I believe that bleak is an understatement after such a disgraceful performance by a democratic government.
When the party that prides itself on principles of fairness does what Labour have done in the last week, choking on facing up to the real problems at hand at the cost of introducing seriously regressive changes to the tax system, who does anyone turn to for any sort of justice?
Shame on Brown and Darling for such a betrayal of the vast majority of the population. It’ll take some serious backtracking for me to believe they have any principles beyond ceding power to the wealthy.
Nick James
Andrew Rawnsley in today’s Observer summarises the spending review pretty well:
‘The comprehensive spending review was supposed to be the moment when Gordon Brown unveiled his vision for the next decade of a renewed government. That was utterly lacking from what was announced by Alistair Darling. The review and the accompanying mini-budget sounded as if it had been cobbled together on the back of a (now redundant) election leaflet.

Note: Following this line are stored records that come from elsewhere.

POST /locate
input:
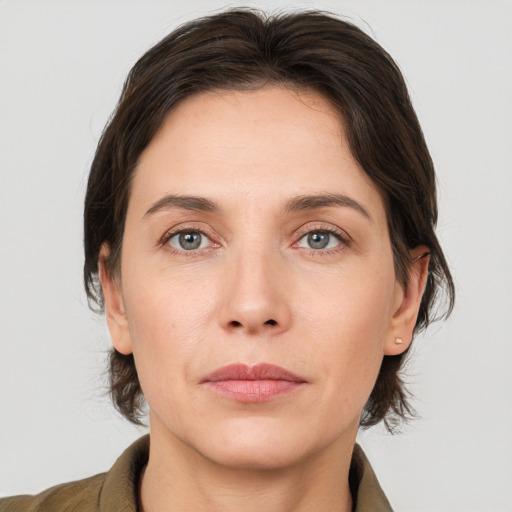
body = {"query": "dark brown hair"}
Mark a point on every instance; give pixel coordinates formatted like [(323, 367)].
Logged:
[(246, 49)]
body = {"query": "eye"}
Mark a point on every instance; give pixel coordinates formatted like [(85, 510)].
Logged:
[(188, 240), (319, 240)]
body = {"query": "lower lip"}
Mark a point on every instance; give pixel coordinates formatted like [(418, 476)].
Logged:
[(253, 391)]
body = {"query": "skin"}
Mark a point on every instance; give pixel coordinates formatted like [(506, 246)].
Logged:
[(255, 291)]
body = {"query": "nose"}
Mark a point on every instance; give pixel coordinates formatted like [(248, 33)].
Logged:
[(255, 295)]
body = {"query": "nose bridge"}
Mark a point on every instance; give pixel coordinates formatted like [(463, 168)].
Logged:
[(255, 299)]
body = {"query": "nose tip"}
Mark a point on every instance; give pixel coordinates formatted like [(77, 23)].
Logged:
[(236, 324)]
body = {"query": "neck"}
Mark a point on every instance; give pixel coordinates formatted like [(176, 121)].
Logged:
[(179, 478)]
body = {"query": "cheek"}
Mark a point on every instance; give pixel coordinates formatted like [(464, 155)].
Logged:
[(167, 321), (348, 323)]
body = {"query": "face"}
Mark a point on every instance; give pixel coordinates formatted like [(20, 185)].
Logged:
[(257, 288)]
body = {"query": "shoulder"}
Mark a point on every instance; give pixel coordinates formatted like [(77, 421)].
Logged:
[(366, 491), (79, 496), (114, 491)]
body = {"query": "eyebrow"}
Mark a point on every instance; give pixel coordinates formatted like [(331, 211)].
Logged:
[(313, 202), (295, 204), (193, 203)]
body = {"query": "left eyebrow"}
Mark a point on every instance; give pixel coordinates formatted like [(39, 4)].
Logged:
[(313, 202)]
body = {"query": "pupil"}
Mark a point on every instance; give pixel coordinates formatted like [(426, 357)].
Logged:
[(190, 241), (318, 240)]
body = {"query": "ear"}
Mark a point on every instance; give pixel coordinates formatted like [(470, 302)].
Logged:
[(115, 312), (407, 303)]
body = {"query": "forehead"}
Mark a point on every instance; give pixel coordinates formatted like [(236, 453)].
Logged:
[(268, 144)]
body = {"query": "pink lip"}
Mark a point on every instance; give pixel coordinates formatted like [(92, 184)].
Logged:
[(252, 384)]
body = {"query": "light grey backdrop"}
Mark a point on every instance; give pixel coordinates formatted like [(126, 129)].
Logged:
[(62, 64)]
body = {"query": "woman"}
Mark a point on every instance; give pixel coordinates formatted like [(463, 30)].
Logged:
[(259, 230)]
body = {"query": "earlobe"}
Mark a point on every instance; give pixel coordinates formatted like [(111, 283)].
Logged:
[(408, 303), (115, 312)]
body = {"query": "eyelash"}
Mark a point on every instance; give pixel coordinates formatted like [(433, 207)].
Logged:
[(342, 237)]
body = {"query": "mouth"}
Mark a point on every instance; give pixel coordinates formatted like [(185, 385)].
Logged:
[(252, 384)]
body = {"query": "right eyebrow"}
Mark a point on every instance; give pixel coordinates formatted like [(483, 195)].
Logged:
[(194, 203)]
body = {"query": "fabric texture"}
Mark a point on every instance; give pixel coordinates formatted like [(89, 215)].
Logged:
[(116, 490)]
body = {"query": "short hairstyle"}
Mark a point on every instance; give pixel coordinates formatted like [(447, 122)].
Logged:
[(246, 49)]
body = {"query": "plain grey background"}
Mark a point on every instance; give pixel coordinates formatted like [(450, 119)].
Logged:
[(62, 64)]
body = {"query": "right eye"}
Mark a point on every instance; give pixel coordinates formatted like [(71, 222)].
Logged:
[(188, 240)]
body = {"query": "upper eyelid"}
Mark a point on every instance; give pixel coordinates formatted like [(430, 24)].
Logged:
[(309, 227)]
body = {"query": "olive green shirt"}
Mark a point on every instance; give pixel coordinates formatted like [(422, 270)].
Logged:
[(116, 490)]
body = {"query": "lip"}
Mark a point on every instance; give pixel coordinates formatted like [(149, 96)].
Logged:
[(252, 384)]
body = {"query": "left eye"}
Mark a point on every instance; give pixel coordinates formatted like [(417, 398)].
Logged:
[(319, 240), (189, 240)]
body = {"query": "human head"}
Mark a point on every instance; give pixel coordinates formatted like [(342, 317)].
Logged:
[(243, 49)]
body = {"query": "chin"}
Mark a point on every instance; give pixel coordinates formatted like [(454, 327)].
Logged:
[(258, 447)]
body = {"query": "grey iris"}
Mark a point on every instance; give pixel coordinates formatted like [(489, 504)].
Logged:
[(190, 241), (318, 240)]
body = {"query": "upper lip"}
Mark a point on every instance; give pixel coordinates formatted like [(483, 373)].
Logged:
[(262, 371)]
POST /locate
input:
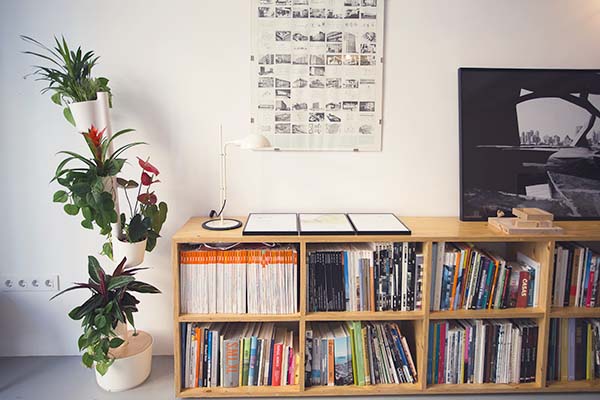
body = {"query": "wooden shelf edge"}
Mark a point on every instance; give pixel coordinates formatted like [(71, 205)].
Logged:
[(574, 312), (534, 312), (238, 317), (364, 316)]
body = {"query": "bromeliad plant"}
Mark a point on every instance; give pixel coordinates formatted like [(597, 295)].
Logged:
[(69, 74), (111, 302), (88, 186), (146, 216)]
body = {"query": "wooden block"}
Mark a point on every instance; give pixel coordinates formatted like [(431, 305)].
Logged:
[(533, 214)]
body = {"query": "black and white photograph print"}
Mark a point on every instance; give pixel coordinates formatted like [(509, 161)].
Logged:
[(282, 117), (283, 12), (265, 82), (283, 58), (334, 59), (366, 106), (265, 12), (287, 93), (335, 36), (316, 71), (316, 84), (367, 60), (316, 117), (530, 138), (318, 12), (352, 13), (282, 128), (299, 12), (299, 37), (350, 105), (367, 48), (300, 59), (317, 59), (299, 129), (317, 36), (266, 59), (282, 83), (300, 83), (281, 105), (333, 83), (283, 36)]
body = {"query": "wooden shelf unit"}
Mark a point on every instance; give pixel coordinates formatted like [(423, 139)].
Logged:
[(425, 230)]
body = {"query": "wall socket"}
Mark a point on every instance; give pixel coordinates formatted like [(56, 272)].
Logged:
[(29, 283)]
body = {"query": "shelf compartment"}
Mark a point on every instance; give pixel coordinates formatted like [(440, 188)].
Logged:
[(482, 388), (364, 315), (574, 386), (238, 317), (575, 312), (402, 388), (241, 391), (531, 312)]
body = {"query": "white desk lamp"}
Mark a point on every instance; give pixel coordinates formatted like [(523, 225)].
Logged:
[(252, 141)]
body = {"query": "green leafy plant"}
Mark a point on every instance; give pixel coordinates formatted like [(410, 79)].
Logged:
[(85, 186), (111, 302), (68, 74), (146, 216)]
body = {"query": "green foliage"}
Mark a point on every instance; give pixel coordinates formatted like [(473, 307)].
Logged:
[(67, 73), (110, 303)]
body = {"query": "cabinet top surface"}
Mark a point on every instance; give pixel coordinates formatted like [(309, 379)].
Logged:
[(423, 229)]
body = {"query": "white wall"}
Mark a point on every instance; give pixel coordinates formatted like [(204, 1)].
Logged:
[(179, 68)]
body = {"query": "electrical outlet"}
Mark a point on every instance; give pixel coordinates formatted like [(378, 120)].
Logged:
[(29, 283)]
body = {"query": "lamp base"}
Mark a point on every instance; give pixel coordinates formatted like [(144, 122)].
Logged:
[(224, 225)]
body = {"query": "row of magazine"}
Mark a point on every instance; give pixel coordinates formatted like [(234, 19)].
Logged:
[(255, 279), (357, 353), (365, 277), (465, 277), (238, 354), (480, 351), (576, 272), (574, 349)]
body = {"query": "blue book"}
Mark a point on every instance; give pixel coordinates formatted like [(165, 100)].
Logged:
[(252, 369)]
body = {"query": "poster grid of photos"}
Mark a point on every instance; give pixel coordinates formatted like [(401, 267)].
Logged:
[(318, 73)]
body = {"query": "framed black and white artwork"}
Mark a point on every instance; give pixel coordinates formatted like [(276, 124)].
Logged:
[(529, 138), (317, 70)]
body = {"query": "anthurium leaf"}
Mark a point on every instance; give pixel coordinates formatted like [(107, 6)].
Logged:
[(60, 196), (119, 281)]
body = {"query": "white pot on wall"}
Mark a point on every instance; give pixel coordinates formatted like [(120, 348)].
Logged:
[(132, 365), (133, 251)]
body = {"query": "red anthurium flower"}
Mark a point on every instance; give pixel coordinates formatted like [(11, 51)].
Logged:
[(147, 179), (95, 136), (146, 166), (147, 198)]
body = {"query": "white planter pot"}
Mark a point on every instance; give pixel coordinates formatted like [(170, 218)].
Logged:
[(133, 251), (132, 364)]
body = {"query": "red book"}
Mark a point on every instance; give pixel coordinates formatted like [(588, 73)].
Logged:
[(442, 364), (523, 289), (277, 353)]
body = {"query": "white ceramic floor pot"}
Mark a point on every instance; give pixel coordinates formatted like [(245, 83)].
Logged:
[(132, 365), (133, 251)]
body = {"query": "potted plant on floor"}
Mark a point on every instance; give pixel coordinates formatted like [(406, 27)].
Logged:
[(104, 316), (140, 231), (88, 187), (68, 74)]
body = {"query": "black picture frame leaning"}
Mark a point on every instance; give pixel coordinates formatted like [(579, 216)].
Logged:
[(503, 166)]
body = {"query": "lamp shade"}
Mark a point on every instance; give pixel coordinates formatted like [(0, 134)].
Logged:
[(253, 141)]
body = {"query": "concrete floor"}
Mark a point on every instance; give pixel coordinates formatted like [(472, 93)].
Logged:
[(64, 378)]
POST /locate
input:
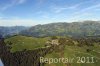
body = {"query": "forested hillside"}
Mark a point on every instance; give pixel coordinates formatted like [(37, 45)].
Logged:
[(6, 31), (85, 28)]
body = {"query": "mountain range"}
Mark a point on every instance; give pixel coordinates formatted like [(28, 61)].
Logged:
[(85, 28)]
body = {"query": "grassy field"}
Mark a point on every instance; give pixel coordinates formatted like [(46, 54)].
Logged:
[(20, 43), (75, 52)]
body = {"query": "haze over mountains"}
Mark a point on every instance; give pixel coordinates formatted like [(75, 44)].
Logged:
[(64, 29), (55, 29), (4, 31)]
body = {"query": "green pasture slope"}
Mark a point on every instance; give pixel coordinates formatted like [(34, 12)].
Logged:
[(30, 43), (20, 43), (75, 52)]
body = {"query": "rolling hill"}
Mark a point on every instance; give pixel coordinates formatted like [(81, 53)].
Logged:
[(64, 29)]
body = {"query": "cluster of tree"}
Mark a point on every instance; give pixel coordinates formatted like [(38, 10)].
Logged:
[(64, 29), (9, 31)]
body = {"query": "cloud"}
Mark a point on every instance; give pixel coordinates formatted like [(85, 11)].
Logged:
[(88, 8), (12, 3), (85, 13), (17, 22), (57, 9)]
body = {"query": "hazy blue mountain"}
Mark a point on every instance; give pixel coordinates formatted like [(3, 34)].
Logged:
[(64, 29), (5, 31)]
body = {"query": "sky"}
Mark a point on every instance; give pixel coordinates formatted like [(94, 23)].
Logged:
[(33, 12)]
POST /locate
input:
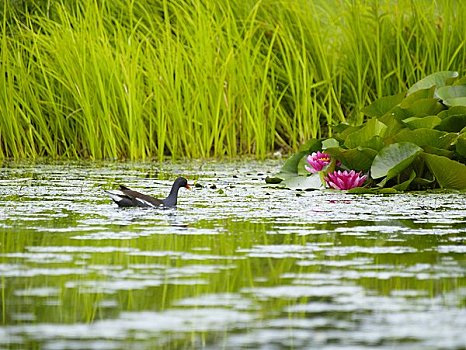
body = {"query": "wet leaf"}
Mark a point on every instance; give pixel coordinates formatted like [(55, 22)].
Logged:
[(461, 145), (372, 128), (426, 137), (448, 173), (454, 95), (438, 79), (312, 182), (428, 122), (394, 158), (383, 105), (357, 158)]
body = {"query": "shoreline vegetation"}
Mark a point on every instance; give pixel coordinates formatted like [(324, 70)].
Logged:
[(122, 79)]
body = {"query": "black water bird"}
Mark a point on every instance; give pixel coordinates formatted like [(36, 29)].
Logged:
[(126, 197)]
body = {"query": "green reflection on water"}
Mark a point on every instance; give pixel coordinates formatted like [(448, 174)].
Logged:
[(85, 262)]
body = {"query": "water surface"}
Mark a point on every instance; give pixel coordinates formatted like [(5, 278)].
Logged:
[(237, 265)]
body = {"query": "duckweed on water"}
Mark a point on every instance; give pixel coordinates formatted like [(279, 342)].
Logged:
[(255, 267)]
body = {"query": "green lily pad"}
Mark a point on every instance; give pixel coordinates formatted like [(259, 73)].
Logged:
[(405, 184), (456, 110), (424, 107), (453, 123), (426, 137), (372, 128), (428, 122), (455, 102), (394, 158), (289, 169), (330, 143), (365, 190), (438, 79), (312, 145), (383, 105), (448, 173), (446, 93), (359, 159), (312, 182), (461, 145)]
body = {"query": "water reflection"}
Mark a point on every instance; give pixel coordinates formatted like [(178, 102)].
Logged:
[(237, 265)]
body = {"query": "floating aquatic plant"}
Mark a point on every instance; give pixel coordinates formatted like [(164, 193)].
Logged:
[(414, 140), (317, 161), (345, 180)]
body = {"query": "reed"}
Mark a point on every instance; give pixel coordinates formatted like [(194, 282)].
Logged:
[(124, 79)]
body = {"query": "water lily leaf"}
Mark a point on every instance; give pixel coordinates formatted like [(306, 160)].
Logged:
[(426, 137), (394, 158), (452, 123), (461, 145), (365, 190), (424, 107), (394, 125), (312, 182), (383, 105), (456, 110), (428, 122), (448, 173), (372, 128), (405, 184), (447, 92), (455, 102), (347, 131), (329, 143), (437, 79), (289, 169), (359, 159), (312, 145), (418, 95)]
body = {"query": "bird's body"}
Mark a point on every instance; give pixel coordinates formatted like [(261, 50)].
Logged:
[(126, 197)]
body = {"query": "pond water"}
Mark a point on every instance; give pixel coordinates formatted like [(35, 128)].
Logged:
[(237, 265)]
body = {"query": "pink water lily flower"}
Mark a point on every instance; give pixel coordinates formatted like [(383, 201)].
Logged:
[(344, 180), (317, 161)]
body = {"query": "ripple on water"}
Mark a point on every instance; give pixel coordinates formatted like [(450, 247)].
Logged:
[(240, 265)]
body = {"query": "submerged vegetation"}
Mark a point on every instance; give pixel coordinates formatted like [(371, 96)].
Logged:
[(188, 78)]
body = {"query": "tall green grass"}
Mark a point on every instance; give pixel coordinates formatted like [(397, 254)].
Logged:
[(191, 78)]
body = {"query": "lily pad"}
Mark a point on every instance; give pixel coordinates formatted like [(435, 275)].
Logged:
[(426, 137), (359, 159), (372, 128), (289, 169), (383, 105), (448, 173), (428, 122), (405, 184), (461, 145), (452, 91), (437, 79), (453, 123), (394, 158), (312, 182)]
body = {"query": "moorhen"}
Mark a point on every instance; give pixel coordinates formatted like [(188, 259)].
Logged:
[(126, 197)]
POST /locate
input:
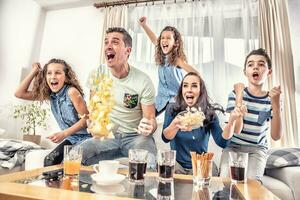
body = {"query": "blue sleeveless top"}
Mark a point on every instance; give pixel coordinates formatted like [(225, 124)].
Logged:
[(66, 115), (170, 78)]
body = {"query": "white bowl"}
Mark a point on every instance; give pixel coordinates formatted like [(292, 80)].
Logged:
[(105, 180)]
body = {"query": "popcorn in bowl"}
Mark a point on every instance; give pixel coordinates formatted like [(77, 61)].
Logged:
[(192, 117), (100, 106)]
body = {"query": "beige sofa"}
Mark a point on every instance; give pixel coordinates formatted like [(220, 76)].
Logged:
[(280, 181)]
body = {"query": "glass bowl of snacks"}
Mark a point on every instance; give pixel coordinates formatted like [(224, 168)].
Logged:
[(192, 117)]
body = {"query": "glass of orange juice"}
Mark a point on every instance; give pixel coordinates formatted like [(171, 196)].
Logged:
[(72, 160)]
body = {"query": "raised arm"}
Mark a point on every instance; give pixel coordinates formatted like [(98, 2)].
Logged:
[(148, 31), (276, 132), (148, 123), (229, 129), (238, 89), (22, 91), (81, 109)]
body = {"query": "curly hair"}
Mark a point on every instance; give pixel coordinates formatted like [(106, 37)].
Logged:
[(176, 52), (41, 89), (203, 101)]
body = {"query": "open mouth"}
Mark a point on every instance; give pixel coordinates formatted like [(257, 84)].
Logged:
[(189, 99), (165, 47), (54, 83), (255, 75), (110, 56)]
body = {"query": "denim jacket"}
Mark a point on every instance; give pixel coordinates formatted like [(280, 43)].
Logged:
[(66, 114), (170, 78)]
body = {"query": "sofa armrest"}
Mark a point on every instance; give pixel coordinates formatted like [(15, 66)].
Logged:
[(288, 175)]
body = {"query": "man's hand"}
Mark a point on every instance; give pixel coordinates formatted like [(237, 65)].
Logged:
[(57, 137), (274, 94), (146, 126)]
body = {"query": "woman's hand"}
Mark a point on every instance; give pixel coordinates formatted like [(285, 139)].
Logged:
[(57, 137), (36, 67), (177, 123)]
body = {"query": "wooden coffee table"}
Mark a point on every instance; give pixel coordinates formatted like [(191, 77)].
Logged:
[(10, 189)]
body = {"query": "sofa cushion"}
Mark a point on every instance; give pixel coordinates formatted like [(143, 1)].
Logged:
[(283, 157), (289, 175), (280, 189)]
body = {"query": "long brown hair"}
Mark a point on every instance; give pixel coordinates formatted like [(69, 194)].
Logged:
[(204, 102), (41, 89), (176, 52)]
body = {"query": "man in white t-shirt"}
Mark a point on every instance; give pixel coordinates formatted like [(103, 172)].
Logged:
[(134, 110)]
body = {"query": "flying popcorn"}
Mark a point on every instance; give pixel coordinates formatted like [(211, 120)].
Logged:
[(100, 106), (192, 117)]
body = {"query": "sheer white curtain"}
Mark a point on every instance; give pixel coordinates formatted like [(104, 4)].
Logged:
[(217, 36), (274, 36)]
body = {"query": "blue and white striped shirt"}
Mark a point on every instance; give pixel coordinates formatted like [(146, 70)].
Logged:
[(256, 120)]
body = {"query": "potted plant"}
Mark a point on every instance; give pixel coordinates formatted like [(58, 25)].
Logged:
[(34, 116)]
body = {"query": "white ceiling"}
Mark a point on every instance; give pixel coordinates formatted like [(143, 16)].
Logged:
[(63, 4)]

For an example, take the bizarre new regime proposed for capital gains tax. That will still give privileged treatment to wealthy partners in private- equity funds. It will reward short-term speculators in property, antiques or fine wines. And it will punish ordinary workers in share ownership schemes and genuine entrepreneurs who have worked for years to build up successful businesses. I simply cannot understand how anyone in the Treasury or Number 10 thinks that this can be good for either enterprise or social justice. The CBI and the trade unions are in rare harmony in condemning what’s proposed. I can see that unravelling under pressure over the coming weeks.’
Colman
Agreed
Amazing, isn’t it?
Richard
Gordon Brown abandoned principle on tax when he, for whatever reason, cynically and quietly gave the Consultation Process on his ‘Opportunity for All’ soundbite to a ‘Savings Incentives Team’ in the Treasury instead of to an ‘Opportunity for All Team’. So we have tax advantages for those whose parents can afford to save which far outweigh the paltry £250/£500 Baby Bond/universal inheritance, itself inappropriately means tested by parental income at the time of birth instead of by lifetime receipts of unearned gifted and inherited capital. Was it perhaps Blair who stopped Brown from doing what he wanted to do in the first place? Interestingly. I had a reply a little while ago from an ‘Assets and Wealth Team’ in the Treasury, which is at least a move in the right direction.